Contudo, sob um olhar mais técnico, as partidas online estão ocorrendo muito bem, sem qualquer instabilidade. O matchmaking também tem encontrado rapidamente jogadores e criado as corridas, parte porque o jogo tem um sólido sistema de conexões entre plataformas (cross-platform).

Em comparação com a concorrência:
- Mario Kart World entregou um massivo mundo aberto para que jogadores explorem regiões e pistas conectadas, para brincar e explorar novos trechos e formas de correr, ainda que a proposta também não seja isenta de críticas. Funciona muito bem em seu single player.
- Disney Speedstorm está se aproximando de sua 17ª temporada, mesmo apresentando cansaço, falta de novidades e inovações, segue entregando eventos online no formato diário, semanal e mensal, que recompensa jogadores com personagens e itens cosméticos, enquanto se lambuza agressivamente de microtransações, é verdade. Engaja e vicia, ainda que as vezes de forma errada.
- Kirby Air Riders, que corre paralelamente, com um conceito diferente de corrida, mas domina ritmo e longevidade em sua proposta, com jogabilidade orgânica de metas e tarefas, que são desbloqueadas naturalmente, além de um modo aventura duradouro e atividade online diária, com pontuais eventos online com passes de itens cosméticos gratuitos. Jogabilidade incomum e alternativa, mas prende o jogador em sua teia bem planejada.

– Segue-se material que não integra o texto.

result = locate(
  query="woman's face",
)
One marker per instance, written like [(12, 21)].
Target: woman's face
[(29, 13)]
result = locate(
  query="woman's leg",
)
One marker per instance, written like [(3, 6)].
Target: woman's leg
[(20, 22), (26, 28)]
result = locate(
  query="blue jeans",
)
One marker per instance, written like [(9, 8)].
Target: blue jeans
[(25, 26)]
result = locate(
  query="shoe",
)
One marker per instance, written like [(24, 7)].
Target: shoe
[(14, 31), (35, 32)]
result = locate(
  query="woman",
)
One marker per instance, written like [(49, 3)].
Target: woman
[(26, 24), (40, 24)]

Já CrossWorlds aposta no básico: elenco enorme, pistas dimensionais e crossovers chamativos. Para atrair curiosos, funciona perfeitamente. Para reter comunidade, fico em dúvida.

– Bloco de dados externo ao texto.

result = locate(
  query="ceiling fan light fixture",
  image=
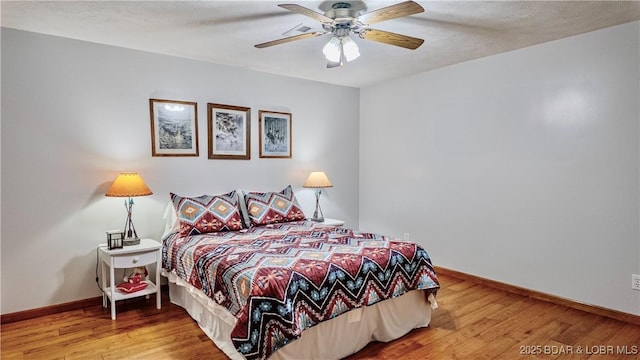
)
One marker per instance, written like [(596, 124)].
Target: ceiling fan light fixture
[(332, 50), (350, 49)]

As pistas de Minecraft, Bob Esponja e Pac-Man são excelentes. Os desenvolvedores entenderam os mundos de franquias de terceiros a qual estão trazendo para o jogo, com muito detalhes elegantes e bem integrados aos circuitos. Correr na Fenda do Bikini é fantástico. Mas é um êxtase breve. Alguns minutos de brilho — e pronto.

Sonic Racing: CrossWorlds é belo, tem trilha impecável, gráficos vibrantes e mecânicas que reacendem o auge da série. Seu erro não está na criatividade ou em sua proposta, mas na sustentação. Lançar personagens mensalmente talvez não seja o suficiente para manter o engajamento se o ciclo central continua repetitivo.

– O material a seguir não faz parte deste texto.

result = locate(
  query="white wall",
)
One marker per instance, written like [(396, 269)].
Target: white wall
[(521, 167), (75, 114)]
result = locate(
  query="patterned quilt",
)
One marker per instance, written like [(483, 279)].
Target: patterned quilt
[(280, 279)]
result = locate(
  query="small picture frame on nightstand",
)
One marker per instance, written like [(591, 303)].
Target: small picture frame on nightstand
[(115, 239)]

Falta algo que amarre tudo. O formato escolhido parece não combinar com a ambição que o jogo demonstra ter, como se houvesse uma crise de identidade, com o título em dúvida se é um produto fechado ou um jogo como serviço. E isso é algo que impede a obra de alcançar o potencial que claramente possui.
Galeria
Gameplay *via nosso canal no YouTube
Dando nota
Apresentação bem seca, sem história ou modo aventura para dar longevidade ao single player - 6
Bem sucedido em resgatar elementos de jogos anteriores, de elenco diversificado a transformação dos veículos - 8.5
Impressiona com level design das pistas e na ideia de portais dimensionais que alteram tudo em tempo real - 9
Sistema de rivais e níveis de dificuldade entregam um desafio elevado, acima da média do gênero - 8.5
Modalidades online funcionam, mas não seguram jogadores por muito tempo - 7.6
Experiência aposta em repetição exaustiva para grind de tickets e desbloqueio de conteúdo - 6.5
Corridas entregam bom ritmo e inúmeras mecânicas que deixa jogadores em contante estado de atenção - 8.2
7.8
Divergente
Sonic Racing: CrossWorlds é uma obra repleta de criatividade e boas intenções, que resgata elementos da melhor fase automobilística do famoso ouriço, enquanto adiciona novas ideias que impressionando no level design de pistas, elevam o desafio e entrega corridas intencionalmente mais caóticas. Mas também é um jogo que derrapa em se auto sustentar, precarizando sua longevidade com grind ao invés de um modo sólido de experiência single player. Cumpre bem o básico multiplayer, seja local ou online, porém com modalidades que não soam empolgantes o suficiente para segurar uma comunidade online por muito tempo. O resultado não é um jogo ruim, apenas um que não alcança todo o potencial que possui.